Depois de quatro anos na liderança de um governo de coligação PSD/CDS, numa das mais dramáticas situações económicas da história nacional, e de pouco mais do que dois anos a liderar o Partido Social Democrata na oposição, Pedro Passos Coelho decidiu abdicar da presidência do partido e abandonar as lides parlamentares.

Sabemos, agora, que vai dedicar-se ao ensino, lecionando disciplinas na área da Administração Pública no Instituto Superior de Ciências Sociais e Políticas e que irá, segundo se anuncia, integrar o corpo docente de outras duas instituições de ensino superior.

Desde que, nos últimos dias, veio a público esta nova atividade de PPC, muitos têm sido os comentários que têm colorido as redes sociais sobre o tema, com alguns a cruxificarem Passos Coelho pela opção tomada, sobrevalorizando a falta de currículo académico do mesmo, enquanto outros exaltam os méritos profissionais do novo docente universitário e o seu profundo conhecimento da realidade política e da administração pública.

Não conheço pessoalmente Pedro Passos Coelho, pelo que a opinião que tenho sobre o mesmo resulta da análise que faço, na qualidade de observador atento, da sua governação e da sua liderança do Partido Social Democrata na oposição.

Sempre defendi que a academia tem tudo a ganhar com uma colaboração fecunda entre os académicos, que dedicam a sua vida ao estudo e à investigação, e os profissionais experimentados, que podem trazer para a sala de aula uma mais-valia resultante dos problemas práticos que tiveram que enfrentar e procurar solucionar.
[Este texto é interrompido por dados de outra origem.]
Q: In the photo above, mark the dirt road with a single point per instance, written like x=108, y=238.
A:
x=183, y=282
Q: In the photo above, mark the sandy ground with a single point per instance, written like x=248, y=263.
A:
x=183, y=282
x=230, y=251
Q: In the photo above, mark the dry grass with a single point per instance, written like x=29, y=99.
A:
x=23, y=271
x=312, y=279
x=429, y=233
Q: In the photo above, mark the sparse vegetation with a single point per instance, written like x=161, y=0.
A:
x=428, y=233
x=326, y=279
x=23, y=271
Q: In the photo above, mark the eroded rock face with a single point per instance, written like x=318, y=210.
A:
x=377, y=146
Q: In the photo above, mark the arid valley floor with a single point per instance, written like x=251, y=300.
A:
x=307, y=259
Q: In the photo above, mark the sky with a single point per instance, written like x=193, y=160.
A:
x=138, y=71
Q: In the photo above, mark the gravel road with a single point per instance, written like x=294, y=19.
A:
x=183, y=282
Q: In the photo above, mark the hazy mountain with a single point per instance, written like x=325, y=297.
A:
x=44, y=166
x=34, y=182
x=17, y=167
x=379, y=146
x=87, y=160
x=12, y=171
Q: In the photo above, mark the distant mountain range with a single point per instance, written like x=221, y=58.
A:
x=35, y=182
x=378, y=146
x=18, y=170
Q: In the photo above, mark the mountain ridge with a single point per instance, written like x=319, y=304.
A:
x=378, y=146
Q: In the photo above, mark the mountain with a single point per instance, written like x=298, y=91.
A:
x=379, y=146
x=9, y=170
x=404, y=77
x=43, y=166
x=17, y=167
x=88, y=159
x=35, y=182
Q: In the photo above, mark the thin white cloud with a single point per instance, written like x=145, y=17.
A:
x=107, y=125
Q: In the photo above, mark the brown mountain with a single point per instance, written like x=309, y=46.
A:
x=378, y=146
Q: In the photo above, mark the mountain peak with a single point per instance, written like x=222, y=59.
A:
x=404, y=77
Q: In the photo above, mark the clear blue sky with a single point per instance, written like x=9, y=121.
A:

As visões complementares de ambos podem ser profundamente enriquecedoras para os alunos.

PPC teve, nos quatro anos em que liderou Portugal, uma oportunidade única de conhecer dossiês da maior relevância nacional e internacional, foi deputado durante mais do que uma década, presidiu a um dos maiores partidos portugueses durante oito anos, conhece, como poucos, os meandros da política, lidou com algumas das mais importantes personalidades mundiais.

Se currículo académico é coisa que não possui, currículo profissional, especialmente na área da Política e da Administração Pública, é coisa que lhe não falta. Ora, tendo decidido fazer um interregno na sua atividade política, Passos Coelho é um cidadão que, como qualquer outro, tem que utilizar as suas ferramentas profissionais para obter um emprego que lhe permita viver.

Podia, certamente, como outros fizeram, “encostar-se” ao cargo de deputado, ao mesmo tempo que acumulava outras funções no setor privado, em áreas que não são legalmente incompatíveis com o mandato que lhe foi conferido pelos portugueses.

Em alternativa, podia, como muitos no passado fizeram e no futuro farão, assumir cargos em empresas privadas com as quais, de uma forma ou de outra, foi estabelecendo um relacionamento durante o período em que foi primeiro-ministro. Ou, finalmente, podia piscar o olho a um qualquer cargo numa instituição pública ou num organismo internacional. Decidiu abandonar o Parlamento, não bater à porta de empresas privadas, não se insinuar junto de organismos públicos ou de organizações internacionais. Perante as diferentes possibilidades que certamente se lhe abriram, decidiu embarcar na aventura de ser docente universitário, numa área que conhece, na qual está à vontade, em que tem currículo profissional.

Não ficará, seguramente, como não ficou no passado, rico, tanto mais que o vencimento de um docente universitário está muito longe de ser principesco. Continuará, por certo, a viver em Massamá, a pagar as suas despesas, a viver, como a esmagadora maioria dos portugueses, do seu trabalho.

Não conheço pessoalmente PPC, mas tenho-o como um homem sério, teimoso, com defeitos, com qualidades, que, numa época em que a política é vista como uma atividade normalmente pouco recomendável aos olhos dos cidadãos, contribuiu e continua a contribuir para dignificar a causa pública.